Poznajcie Mad Sheilę, która zadebiutowała właśnie w trailerze chińskiej podróbki filmu "Mad Max: Na drodze gniewu".
"Mad Max: Na drodze gniewu" był jednym z najlepszych filmów 2015 roku. Pojawił się dość nieoczekiwanie, ale bez problemu zmiótł konkurencję w gatunku filmów akcji. Niestety, ze względu na ciągle istniejącą cenzurę w Chinach i wynikającą z niej procedurę dopuszczania na tamtejszy rynek zaledwie kilkunastu produkcji zagranicznych (głównie hollywoodzkich) rocznie, czwarta odsłona "Mad Maxa" w ogóle nie pojawia się w chińskich kinach.
Jednak dla chcącego nic trudnego. W sieci zadebiutował trailer "chińskiej podróbki" nowego "Mad Maxa", który nosi tytuł "Mad Sheila". Film, nakręcony za nieduży budżet, w rejonach Mongolii, z amatorami bądź tanimi aktorami z chińskich produkcji telewizyjnych, będzie próbował wypełnić lukę po braku oryginału. Ewidentnie autorzy wzorują się na warstwie formalnej z czwartego "Mad Maxa". Do tego, jego główna bohaterka nawiązuje do postaci Furiosy. Nawet plakat promujący film jest bezwstydną zżyną. Zresztą, sami zobaczcie trailer:
"Mad Sheila" tworzona jest z myślą tylko i wyłącznie o rynku chińskim i raczej nie ma planów, by pokazywać ten film w innych częściach świata. Choć przyznam, że z czystej ciekawości, sam bym go chętnie obejrzał.

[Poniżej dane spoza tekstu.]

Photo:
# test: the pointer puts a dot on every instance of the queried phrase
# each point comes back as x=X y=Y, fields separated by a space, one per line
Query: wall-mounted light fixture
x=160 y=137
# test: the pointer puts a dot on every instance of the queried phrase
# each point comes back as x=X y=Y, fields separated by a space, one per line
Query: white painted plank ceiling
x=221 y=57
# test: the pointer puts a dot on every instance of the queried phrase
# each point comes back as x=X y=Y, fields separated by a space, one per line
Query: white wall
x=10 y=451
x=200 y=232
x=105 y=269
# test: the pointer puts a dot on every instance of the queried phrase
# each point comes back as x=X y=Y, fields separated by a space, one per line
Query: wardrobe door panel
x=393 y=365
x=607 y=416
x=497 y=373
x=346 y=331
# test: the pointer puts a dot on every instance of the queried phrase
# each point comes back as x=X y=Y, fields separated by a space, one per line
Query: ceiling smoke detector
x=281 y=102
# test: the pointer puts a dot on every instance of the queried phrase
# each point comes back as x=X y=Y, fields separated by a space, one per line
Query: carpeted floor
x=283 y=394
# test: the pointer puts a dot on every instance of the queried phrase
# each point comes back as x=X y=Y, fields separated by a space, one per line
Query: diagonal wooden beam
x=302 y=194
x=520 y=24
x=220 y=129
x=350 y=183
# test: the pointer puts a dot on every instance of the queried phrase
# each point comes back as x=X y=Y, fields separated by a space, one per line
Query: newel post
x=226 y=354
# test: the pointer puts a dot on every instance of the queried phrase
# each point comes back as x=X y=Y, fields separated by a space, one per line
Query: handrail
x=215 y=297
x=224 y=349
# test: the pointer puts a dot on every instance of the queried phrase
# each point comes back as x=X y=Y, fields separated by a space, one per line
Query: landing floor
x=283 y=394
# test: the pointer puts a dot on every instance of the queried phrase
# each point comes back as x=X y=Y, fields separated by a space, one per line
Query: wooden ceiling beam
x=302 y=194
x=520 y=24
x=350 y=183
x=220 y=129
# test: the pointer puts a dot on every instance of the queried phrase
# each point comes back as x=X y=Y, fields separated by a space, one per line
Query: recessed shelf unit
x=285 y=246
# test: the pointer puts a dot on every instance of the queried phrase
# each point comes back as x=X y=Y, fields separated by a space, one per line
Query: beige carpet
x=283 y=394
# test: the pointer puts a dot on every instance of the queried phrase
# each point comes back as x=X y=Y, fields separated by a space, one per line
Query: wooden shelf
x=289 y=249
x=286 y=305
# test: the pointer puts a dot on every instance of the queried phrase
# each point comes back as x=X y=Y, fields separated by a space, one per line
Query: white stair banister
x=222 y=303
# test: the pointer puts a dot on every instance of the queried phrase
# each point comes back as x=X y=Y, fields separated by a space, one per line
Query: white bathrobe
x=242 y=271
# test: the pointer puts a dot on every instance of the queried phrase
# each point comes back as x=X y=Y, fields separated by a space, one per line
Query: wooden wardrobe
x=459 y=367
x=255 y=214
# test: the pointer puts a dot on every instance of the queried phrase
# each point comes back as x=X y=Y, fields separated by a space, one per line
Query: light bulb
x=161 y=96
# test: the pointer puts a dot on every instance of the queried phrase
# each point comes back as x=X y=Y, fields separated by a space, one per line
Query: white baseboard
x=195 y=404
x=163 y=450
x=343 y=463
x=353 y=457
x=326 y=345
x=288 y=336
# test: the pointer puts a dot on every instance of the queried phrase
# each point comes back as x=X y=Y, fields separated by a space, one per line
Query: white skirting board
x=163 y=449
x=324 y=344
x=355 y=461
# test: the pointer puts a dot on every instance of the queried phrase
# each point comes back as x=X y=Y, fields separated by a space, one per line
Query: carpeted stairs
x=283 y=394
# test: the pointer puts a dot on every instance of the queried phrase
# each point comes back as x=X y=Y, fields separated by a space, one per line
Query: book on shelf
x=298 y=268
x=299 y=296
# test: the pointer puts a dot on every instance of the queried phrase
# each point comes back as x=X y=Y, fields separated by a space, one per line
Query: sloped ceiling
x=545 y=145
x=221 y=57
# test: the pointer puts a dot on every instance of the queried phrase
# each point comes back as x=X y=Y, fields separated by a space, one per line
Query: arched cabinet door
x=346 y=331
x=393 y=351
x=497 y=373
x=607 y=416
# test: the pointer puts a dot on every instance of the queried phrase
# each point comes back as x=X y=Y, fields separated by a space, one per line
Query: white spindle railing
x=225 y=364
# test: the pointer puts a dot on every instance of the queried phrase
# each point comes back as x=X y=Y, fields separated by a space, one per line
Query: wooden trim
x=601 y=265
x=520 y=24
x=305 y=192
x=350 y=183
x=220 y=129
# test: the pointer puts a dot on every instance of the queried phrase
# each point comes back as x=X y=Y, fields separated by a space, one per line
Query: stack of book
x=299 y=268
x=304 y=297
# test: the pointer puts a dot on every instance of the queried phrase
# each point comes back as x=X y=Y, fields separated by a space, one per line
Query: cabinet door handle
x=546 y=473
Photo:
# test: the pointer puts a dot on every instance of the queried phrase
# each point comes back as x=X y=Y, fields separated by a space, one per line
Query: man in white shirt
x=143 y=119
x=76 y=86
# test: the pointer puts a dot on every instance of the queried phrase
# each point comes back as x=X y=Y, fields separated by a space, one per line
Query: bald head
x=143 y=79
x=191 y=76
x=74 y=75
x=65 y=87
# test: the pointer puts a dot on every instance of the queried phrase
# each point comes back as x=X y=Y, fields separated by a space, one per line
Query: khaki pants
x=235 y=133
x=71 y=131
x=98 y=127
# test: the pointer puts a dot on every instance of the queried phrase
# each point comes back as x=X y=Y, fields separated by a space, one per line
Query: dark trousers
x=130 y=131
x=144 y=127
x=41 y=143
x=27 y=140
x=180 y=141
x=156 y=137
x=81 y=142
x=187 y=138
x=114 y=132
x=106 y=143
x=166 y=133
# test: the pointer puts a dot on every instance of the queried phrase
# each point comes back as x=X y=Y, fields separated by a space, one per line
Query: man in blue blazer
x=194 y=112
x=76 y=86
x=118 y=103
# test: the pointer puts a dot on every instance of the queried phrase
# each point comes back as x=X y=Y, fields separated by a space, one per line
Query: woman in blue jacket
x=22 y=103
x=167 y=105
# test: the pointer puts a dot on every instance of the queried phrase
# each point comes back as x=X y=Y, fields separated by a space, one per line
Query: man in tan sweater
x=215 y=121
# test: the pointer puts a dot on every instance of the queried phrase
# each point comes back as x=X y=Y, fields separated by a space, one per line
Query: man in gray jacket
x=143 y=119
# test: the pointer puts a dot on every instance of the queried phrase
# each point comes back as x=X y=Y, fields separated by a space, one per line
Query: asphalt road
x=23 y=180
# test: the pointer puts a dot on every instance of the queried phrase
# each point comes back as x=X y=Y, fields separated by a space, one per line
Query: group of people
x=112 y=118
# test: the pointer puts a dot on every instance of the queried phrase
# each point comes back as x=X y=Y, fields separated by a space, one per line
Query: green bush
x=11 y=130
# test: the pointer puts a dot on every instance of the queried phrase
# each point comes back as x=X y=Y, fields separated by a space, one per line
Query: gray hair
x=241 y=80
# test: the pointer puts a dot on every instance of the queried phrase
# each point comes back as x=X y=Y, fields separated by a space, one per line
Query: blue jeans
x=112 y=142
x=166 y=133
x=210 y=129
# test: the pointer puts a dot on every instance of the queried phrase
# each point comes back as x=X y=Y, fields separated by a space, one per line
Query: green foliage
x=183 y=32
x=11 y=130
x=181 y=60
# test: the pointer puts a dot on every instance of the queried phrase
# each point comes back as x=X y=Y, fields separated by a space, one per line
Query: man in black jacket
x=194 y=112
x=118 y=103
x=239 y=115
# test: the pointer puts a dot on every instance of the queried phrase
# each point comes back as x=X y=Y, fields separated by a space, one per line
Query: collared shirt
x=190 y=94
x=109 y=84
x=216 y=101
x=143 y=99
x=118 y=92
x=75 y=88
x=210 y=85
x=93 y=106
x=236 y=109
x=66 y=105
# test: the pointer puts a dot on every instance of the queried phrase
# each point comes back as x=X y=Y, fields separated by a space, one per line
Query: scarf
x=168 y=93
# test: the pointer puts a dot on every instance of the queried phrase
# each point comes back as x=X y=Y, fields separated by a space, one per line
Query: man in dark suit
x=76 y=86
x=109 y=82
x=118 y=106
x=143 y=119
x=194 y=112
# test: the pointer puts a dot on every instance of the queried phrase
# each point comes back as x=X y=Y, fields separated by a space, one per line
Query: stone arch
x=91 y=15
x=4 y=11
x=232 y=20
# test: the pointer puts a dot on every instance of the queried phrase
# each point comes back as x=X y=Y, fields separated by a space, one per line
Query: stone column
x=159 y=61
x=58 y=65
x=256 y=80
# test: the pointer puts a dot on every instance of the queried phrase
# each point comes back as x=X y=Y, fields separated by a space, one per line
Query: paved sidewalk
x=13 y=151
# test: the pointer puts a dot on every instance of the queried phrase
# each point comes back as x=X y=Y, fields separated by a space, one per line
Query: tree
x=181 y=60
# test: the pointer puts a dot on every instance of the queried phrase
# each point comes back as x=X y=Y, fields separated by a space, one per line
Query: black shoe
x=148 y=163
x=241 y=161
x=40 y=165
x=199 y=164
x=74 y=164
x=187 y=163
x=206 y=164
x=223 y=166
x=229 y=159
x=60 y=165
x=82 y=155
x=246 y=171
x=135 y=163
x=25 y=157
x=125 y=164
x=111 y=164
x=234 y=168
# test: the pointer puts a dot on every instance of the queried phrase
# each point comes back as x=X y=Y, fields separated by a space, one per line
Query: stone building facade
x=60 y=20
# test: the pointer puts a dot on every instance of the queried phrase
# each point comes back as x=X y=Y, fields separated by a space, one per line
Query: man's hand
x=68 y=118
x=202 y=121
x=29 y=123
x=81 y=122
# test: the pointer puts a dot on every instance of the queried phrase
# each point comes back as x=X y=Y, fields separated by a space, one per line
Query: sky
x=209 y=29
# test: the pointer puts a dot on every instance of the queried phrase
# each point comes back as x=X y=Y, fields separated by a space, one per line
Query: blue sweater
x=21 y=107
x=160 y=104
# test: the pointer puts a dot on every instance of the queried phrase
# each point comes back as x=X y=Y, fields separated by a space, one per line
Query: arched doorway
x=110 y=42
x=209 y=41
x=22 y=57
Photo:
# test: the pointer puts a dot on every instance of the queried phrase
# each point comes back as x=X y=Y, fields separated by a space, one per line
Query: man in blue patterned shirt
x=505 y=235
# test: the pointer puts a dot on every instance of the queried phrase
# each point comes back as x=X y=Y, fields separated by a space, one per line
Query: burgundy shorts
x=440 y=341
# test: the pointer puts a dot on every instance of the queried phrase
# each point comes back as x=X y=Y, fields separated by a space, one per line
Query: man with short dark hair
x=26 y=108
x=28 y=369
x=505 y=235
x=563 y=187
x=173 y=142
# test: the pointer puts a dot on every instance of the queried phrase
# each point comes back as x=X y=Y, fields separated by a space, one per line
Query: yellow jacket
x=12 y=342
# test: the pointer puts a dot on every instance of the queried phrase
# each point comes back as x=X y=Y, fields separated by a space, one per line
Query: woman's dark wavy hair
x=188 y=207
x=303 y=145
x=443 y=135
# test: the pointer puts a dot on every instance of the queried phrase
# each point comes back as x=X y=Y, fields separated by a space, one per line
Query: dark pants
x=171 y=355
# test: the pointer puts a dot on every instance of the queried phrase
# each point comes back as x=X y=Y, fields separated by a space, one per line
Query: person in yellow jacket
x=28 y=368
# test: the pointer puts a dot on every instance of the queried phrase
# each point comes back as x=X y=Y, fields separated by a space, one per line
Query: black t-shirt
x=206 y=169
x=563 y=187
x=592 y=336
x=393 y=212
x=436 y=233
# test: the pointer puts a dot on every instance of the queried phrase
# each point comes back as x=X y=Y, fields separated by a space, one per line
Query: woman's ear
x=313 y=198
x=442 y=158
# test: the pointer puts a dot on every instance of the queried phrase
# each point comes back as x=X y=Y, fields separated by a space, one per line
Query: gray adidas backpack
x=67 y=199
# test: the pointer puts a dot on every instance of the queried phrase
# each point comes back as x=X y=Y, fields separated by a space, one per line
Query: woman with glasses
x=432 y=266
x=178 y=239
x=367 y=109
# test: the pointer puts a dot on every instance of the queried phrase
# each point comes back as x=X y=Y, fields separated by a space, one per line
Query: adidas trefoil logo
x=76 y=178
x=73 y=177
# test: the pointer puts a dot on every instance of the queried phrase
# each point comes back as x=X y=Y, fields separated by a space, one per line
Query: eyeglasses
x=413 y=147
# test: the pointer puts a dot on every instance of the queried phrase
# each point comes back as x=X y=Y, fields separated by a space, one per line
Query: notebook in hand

Interesujące w tym wszystkim jest to, że Chiny nadal, pomimo niesamowitego rozrostu tamtejszej kinematografii (są w tej chwili drugim największym rynkiem zbytu na świecie), inwestują w dość liche i ryzykowne produkcje, będące na krawędzi plagiatu i piractwa. Kiedyś, gdy rynek ten był bardziej odizolowany, nie było z tym takiego problemu, natomiast dziś, gdy Chiny coraz bardziej się otwierają i zawierają poważne umowy i współprace z Hollywood, mogą sobie tylko szkodzić. Zobaczymy co z tego wyniknie.